L’orizzonte operativo resta fitto: si lavora a una cornice che, da subito, inquadra accessi, aree di ritrovo e cortei pre-partita con regole chiare e controlli mirati. Daspo mirati per soggetti già identificati in passato e stewarding rafforzato nelle aree di raccordo tra stazioni, box e sedi sportive sono i due pilastri su cui girano le trattative. Le interlocuzioni tra prefettura, questura e Campidoglio mirano a tradurre queste misure in protocolli operativi per la prossima stagione.
Nel contesto, resta centrali le attività investigative su saluti romani e simboli estremisti che circolano nelle trasferte, una fascia di fenomeno che ha segnato lo scorso inverno. L’obiettivo comune è spegnere sul nascere eventuali segnali di radicamento e prevenire l’escalation. Le forze dell’ordine hanno promesso una presenza mirata, senza ledare la libertà di movimento dei tifosi, ma prefigurando strumenti di prevenzione basati su comportamenti verificabili e segnalabili.

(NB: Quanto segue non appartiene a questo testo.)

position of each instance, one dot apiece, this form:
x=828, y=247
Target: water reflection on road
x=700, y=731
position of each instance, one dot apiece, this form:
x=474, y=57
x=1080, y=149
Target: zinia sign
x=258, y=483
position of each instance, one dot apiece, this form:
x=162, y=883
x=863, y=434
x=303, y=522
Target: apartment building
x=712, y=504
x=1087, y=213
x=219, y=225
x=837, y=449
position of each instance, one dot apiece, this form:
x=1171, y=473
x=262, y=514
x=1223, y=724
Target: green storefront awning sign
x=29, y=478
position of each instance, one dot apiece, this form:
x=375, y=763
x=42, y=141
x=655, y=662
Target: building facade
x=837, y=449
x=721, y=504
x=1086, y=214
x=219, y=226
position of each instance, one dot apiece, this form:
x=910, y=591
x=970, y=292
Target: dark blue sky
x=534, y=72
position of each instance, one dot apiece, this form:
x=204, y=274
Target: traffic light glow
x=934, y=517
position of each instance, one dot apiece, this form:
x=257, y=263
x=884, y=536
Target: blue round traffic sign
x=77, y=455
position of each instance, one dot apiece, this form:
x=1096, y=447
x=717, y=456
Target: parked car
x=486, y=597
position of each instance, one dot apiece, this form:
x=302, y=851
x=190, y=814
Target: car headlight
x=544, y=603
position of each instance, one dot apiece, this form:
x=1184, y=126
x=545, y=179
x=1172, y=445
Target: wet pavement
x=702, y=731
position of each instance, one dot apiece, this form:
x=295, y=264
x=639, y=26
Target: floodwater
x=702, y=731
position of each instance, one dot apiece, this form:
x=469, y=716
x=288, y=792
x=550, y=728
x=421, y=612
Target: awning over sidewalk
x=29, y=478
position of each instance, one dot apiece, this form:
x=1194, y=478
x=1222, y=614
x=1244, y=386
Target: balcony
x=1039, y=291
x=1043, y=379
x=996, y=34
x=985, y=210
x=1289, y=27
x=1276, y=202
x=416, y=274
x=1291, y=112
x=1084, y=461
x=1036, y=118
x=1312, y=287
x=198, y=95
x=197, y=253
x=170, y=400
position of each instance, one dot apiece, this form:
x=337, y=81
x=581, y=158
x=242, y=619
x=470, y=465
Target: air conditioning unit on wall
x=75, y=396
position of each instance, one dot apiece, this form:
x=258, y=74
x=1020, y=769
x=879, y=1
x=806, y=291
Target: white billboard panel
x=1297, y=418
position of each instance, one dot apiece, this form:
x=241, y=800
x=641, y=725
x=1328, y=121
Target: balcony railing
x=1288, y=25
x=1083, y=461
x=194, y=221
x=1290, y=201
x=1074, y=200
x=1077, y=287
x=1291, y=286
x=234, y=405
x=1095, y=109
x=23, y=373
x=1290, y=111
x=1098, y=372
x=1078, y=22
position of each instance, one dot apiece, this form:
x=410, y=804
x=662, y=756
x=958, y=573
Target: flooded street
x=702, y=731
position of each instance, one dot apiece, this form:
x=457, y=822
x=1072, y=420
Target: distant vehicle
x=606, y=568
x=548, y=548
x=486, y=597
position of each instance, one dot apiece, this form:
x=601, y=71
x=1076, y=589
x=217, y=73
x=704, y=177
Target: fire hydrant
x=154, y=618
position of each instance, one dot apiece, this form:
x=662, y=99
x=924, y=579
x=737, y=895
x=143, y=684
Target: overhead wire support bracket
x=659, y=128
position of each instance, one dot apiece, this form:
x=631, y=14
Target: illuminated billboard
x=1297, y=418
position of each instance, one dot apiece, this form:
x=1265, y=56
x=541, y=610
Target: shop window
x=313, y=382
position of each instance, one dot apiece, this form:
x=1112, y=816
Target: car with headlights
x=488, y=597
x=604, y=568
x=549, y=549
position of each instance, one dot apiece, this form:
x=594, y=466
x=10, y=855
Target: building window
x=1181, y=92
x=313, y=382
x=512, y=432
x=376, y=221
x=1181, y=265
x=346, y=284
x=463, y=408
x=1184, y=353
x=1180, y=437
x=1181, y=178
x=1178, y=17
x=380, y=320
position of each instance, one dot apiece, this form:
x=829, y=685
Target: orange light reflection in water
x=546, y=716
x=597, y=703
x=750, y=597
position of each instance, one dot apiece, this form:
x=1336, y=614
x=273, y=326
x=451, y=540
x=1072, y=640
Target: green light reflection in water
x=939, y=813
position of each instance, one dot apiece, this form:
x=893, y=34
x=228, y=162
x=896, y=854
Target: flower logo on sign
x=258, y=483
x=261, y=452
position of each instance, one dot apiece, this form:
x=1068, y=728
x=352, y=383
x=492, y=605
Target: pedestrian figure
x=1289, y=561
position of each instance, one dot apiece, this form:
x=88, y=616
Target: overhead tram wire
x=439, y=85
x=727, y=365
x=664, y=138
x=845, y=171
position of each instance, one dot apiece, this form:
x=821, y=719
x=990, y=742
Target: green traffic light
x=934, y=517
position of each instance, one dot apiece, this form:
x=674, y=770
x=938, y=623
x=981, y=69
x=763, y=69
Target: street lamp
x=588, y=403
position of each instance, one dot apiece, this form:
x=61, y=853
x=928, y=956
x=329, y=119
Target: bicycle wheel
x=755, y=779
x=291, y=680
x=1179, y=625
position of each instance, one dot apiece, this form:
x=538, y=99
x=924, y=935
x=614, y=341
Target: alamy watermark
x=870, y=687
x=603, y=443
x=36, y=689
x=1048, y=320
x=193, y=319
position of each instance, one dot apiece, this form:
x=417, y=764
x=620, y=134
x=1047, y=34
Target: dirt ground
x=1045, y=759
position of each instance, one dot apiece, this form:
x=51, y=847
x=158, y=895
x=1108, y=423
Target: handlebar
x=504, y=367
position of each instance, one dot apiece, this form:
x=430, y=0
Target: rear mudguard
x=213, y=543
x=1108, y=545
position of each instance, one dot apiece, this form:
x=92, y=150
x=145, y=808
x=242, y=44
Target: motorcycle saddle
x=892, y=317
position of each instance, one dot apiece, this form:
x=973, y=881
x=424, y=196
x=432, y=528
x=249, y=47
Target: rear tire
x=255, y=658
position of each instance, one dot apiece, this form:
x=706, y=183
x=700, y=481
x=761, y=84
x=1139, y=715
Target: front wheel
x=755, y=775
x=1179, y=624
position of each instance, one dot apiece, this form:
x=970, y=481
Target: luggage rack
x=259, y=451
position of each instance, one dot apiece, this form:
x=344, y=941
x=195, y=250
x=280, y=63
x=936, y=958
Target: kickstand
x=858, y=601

Per i pendolari e i residenti, le misure si traducono in un piano di viabilità e servizi pubblici. ATAC e Metrebus hanno annunciato potenziamenti di corse nelle fasce di maggior afflusso, con info point in stazioni chiave e aggiornamenti in tempo reale sulle app. Le zone interessate dalle misure transitorie verranno comunicate con anticipo, per evitare ritardi e sovraffollamento. Nelle prossime settimane si terranno incontri con i gestori di trasporti per affinare rotte e tempi di intervento.

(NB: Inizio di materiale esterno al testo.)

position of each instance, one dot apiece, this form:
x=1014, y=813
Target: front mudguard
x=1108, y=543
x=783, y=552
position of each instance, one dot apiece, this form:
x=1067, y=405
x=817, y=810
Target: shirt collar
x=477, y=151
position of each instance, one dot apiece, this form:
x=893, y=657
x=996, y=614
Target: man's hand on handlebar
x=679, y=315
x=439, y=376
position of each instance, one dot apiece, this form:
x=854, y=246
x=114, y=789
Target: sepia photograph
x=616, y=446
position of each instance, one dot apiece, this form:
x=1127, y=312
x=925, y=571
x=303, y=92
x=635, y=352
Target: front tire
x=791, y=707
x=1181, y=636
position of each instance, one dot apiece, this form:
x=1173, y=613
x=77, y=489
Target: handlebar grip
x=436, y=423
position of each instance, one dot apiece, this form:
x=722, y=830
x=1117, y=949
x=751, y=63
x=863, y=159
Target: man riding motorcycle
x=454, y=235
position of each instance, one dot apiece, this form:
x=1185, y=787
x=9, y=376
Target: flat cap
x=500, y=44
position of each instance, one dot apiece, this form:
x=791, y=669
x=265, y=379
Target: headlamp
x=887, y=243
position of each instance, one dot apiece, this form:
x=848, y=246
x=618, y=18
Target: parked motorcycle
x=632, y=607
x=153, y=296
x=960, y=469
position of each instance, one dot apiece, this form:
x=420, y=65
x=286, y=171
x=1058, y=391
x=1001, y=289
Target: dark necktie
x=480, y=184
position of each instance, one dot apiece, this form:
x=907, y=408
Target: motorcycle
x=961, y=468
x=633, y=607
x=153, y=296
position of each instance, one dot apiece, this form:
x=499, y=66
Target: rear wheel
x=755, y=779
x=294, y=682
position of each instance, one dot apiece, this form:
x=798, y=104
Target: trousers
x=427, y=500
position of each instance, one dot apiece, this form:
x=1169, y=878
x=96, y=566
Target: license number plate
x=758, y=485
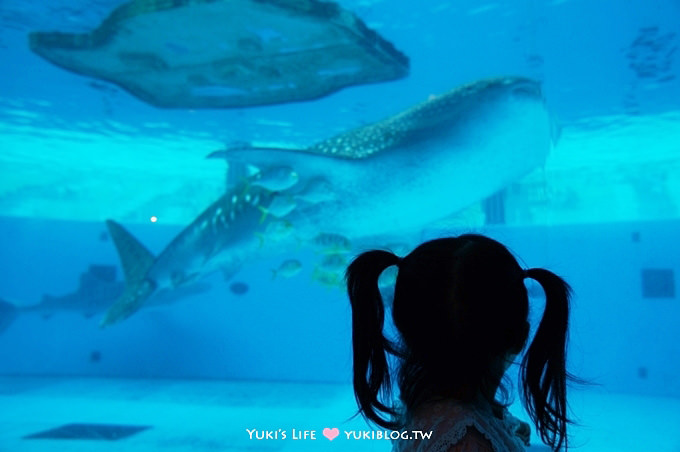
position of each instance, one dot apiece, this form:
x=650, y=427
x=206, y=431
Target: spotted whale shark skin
x=394, y=176
x=423, y=164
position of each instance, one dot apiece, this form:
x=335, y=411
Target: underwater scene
x=184, y=183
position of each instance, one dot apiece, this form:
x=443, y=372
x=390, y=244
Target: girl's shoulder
x=450, y=425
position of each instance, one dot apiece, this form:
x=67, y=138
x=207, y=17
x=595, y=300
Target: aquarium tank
x=183, y=185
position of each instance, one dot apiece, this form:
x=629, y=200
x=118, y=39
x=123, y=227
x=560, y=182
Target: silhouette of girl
x=460, y=307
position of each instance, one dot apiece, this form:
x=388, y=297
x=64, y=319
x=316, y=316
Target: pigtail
x=543, y=370
x=371, y=371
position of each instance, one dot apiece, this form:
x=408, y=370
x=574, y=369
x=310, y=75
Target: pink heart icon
x=331, y=433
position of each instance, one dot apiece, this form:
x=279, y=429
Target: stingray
x=227, y=53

In chiusura, l’accordo tra Roma e Lazio non è solo una battaglia di norme: è una prova di governance urbana capace di coniugare sicurezza, diritti e mobilità. L’obiettivo è una stagione in cui le strade e le stazioni restino accessibili, riducendo al minimo gli inconvenienti per residenti e pendolari e con un controllo capillare che non tradisca la libertà di spostarsi per una partita.